Норвежские же источники заявляют, что основную массу шведской руды немцы вывозили из Лулео через Ботнический залив. Из Нарвика вывозилось всего около 10%, причем основную ее часть получала Англия, а не Германия. Хотя британским рудовозам приходилось прокладывать маршрут в открытом море, в норвежских водах за первые полгода войны германскими подводными лодками были потоплены два британских («Томас Уолтон», «Дэптфорд») и одно греческое («Гарофелия») суда. Под предлогом борьбы с вражескими субмаринами союзники выдвигали норвежцам требование минировать свои территориальные воды. О создании собственного глобального минного заграждения, подобного знаменитому «Северному барражу» времен Первой Мировой уже не помышляли, помня о его весьма низкой эффективности. Зато на свет появлялись другие дорогостоящие, зачастую фантастические, идеи. Взять хотя бы план «Катерин», согласно которому старые британские линкоры типа «R» должны были, после соответствующего переоборудования, прорваться через Скагеррак и Каттегат в Балтийское море и разрушить инфраструктуру северогерманского побережья. Существовали даже планы минирования подходов к Лулео и проникновения британских подводных лодок в Балтийское море. 27 ноября британский премьер Чемберлен обратился к Первому лорду Адмиралтейства с прямой просьбой составить план постановки минных заграждений в «норвежском коридоре».

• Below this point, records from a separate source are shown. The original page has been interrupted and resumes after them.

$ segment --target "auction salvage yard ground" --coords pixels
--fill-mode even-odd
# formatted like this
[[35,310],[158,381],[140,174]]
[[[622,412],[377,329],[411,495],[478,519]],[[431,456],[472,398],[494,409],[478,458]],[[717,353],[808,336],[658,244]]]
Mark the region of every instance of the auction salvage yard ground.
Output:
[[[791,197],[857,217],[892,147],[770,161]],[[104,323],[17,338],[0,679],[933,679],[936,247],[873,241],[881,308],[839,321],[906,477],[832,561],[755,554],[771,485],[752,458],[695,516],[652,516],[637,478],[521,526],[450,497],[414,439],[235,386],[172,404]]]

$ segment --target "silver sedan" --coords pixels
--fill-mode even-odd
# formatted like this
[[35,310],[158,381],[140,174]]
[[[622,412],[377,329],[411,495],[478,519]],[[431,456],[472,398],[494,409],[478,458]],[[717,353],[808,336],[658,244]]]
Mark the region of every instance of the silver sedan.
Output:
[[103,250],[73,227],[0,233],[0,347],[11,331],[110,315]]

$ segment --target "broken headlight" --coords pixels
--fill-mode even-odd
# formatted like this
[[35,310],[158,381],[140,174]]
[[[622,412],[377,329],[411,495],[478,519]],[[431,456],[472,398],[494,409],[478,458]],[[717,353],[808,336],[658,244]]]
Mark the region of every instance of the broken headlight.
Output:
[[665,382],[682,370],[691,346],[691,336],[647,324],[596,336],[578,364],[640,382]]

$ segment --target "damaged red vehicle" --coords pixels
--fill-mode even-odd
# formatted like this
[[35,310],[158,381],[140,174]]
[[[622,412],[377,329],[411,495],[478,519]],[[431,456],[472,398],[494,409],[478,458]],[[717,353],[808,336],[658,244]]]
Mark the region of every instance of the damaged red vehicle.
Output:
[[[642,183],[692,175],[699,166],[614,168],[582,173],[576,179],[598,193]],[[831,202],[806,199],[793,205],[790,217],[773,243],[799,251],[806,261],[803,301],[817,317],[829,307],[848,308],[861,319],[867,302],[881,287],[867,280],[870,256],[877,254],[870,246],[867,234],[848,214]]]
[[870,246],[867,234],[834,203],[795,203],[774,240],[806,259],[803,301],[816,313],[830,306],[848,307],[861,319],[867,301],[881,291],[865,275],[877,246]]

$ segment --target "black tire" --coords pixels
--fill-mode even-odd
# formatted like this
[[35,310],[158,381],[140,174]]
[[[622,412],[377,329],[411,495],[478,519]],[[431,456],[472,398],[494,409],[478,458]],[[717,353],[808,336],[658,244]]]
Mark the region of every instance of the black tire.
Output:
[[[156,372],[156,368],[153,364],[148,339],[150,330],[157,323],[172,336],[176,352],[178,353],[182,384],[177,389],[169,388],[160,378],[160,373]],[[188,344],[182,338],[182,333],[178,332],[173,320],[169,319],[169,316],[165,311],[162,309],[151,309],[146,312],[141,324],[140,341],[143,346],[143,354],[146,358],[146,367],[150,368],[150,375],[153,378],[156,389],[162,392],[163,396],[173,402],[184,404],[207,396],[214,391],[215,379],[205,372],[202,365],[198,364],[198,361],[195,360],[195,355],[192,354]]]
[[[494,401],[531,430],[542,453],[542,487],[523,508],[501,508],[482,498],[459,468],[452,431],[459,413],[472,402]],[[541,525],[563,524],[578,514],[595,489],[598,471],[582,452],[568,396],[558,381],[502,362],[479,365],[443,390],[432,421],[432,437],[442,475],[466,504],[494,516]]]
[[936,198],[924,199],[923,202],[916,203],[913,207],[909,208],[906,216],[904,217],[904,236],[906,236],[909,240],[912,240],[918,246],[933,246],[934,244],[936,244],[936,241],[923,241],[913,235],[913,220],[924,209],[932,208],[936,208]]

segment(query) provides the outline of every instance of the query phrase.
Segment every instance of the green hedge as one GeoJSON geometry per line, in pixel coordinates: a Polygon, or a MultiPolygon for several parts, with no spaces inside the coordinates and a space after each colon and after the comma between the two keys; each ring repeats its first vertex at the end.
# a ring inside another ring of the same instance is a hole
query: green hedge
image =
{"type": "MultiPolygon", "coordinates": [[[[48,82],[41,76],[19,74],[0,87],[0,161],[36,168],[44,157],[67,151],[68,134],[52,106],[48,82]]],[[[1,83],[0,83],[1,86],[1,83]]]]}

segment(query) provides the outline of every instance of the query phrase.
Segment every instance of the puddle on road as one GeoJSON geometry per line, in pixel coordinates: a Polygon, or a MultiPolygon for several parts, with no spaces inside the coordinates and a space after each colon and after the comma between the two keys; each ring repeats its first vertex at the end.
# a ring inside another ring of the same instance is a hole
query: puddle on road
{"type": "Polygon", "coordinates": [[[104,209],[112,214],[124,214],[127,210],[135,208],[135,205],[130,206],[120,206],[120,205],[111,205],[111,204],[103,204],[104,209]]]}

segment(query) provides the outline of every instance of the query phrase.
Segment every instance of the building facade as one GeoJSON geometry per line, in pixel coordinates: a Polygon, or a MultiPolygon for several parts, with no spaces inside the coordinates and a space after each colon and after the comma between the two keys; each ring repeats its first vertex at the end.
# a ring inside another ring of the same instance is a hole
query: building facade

В течение осени-зимы 1939–1940 года Великобритания осуществила ряд акций, компрометирующих нейтралитет Норвегии. На страну оказывался политический нажим с целью получения значительной доли ее торгового тоннажа, ей пытались навязать односторонне выгодный торговый договор, предъявляли требования, которые невозможно было выполнить, не отходя от общепринятых норм нейтралитета. В самом начале войны — 5 сентября — британское правительство опубликовало обширный список товаров, которые оно квалифицировало как военную контрабанду. Принятие этого списка приводило к тому, что значительная часть норвежского экспорта в Германию оказалась под запретом, а внешняя торговля страны попадала под английский контроль. Разумеется, норвежское правительство было вынуждено уклониться от выполнения требований Уайтхолла.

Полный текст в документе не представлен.